Цельный образ мирового и всечеловеческого бытия всегда сопровождает в русской литературе личные искания героев и служит пространством, в котором разыгрывается их судьба. Как бы один наследуемый и видоизменяемый символ «всеединства» проходит от Толстого через Достоевского к Чехову. Всем памятен живой глобус, который Пьер видит во сне после своих мытарств в плену и каратаевской школы самоумаления: «Вся поверхность шара состояла из капель, плотно сжатых между собой… В середине Бог, и каждая капля стремится расшириться, чтобы в наибольших размерах отражать Его. И растет, сливается, и сжимается, и уничтожается на поверхности, уходит в глубину и опять всплывает». Та же метафора океана, та же текучесть и слиянность мирового состава – в поучениях старца Зосимы: «… ибо все как океан, все течет и соприкасается, в одном месте тронешь, в другом конце мира отдается». А Чехов словно подхватывает намеченную здесь же другую образную мысль Зосимы – о некоей вселенской цепи, которой повязано человечество в его историческом существовании.

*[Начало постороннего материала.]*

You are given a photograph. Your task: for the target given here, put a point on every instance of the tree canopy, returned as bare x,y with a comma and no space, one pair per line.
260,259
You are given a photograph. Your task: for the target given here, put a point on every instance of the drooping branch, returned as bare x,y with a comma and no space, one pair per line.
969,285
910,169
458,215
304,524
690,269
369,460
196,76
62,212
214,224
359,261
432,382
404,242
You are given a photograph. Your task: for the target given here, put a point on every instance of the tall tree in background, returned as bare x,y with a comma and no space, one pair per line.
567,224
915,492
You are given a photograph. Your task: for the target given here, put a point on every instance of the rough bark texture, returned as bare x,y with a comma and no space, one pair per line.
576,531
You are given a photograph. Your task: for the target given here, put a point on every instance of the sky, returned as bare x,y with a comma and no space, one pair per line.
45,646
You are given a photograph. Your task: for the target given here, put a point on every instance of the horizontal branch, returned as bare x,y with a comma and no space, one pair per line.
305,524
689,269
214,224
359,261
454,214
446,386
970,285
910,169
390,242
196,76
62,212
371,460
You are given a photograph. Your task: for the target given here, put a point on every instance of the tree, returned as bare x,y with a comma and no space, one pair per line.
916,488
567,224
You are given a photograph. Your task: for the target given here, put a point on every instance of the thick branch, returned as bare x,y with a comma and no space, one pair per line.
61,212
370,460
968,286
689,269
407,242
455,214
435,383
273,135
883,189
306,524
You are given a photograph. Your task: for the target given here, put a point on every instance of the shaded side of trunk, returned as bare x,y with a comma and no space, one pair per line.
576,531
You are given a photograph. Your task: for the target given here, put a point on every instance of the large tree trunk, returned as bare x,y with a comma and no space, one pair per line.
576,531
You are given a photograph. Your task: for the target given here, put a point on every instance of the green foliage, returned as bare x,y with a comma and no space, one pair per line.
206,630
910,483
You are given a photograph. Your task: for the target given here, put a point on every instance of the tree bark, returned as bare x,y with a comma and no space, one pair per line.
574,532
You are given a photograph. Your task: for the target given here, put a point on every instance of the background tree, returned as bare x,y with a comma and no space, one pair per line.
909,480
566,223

Студент из одноименного чеховского рассказа, ощутив трогательную приобщенность двух деревенских женщин к евангельскому повествованию об отречении Петра, с восторгом думает, что «прошлое… связано с настоящим непрерывною цепью событий, вытекающих одно из другого», и ему кажется, «что он только что видел оба конца этой цепи: дотронулся до одного конца, как дрогнул другой». Однако именно в «Братьях Карамазовых» идея всеобщей связи постигнута так, что из нее рождается трагедия и мистерия.
Отношения между «каплями», образующими «глобус» Пьера, не составляют, судя по всему, проблемы для их нравственных воль: «капли» эти сближаются или отталкиваются, взаимопереливаются или взаимоуничтожаются по законам органической жизни; бессознательный разум Целого наделяет их склонностями, согласующимися с их судьбой. В рассказе «Студент» образ человеческой солидарности, единящий людей смысл являет себя не помимо культурно-исторического сознания и зависит от душевного труда каждого (внимавшая легендарной истории «Лукерья, глядя неподвижно на студента, покраснела, и выражение у нее стало тяжелым, напряженным, как у человека, который сдерживает сильную боль»). Но «правда и красота», «главное в человеческой жизни и вообще на земле», остаются как бы внутри душевного космоса, не обещая воцарения вовне (поэтому, быть может, от светлого чеховского рассказ исходит тончайшая грусть).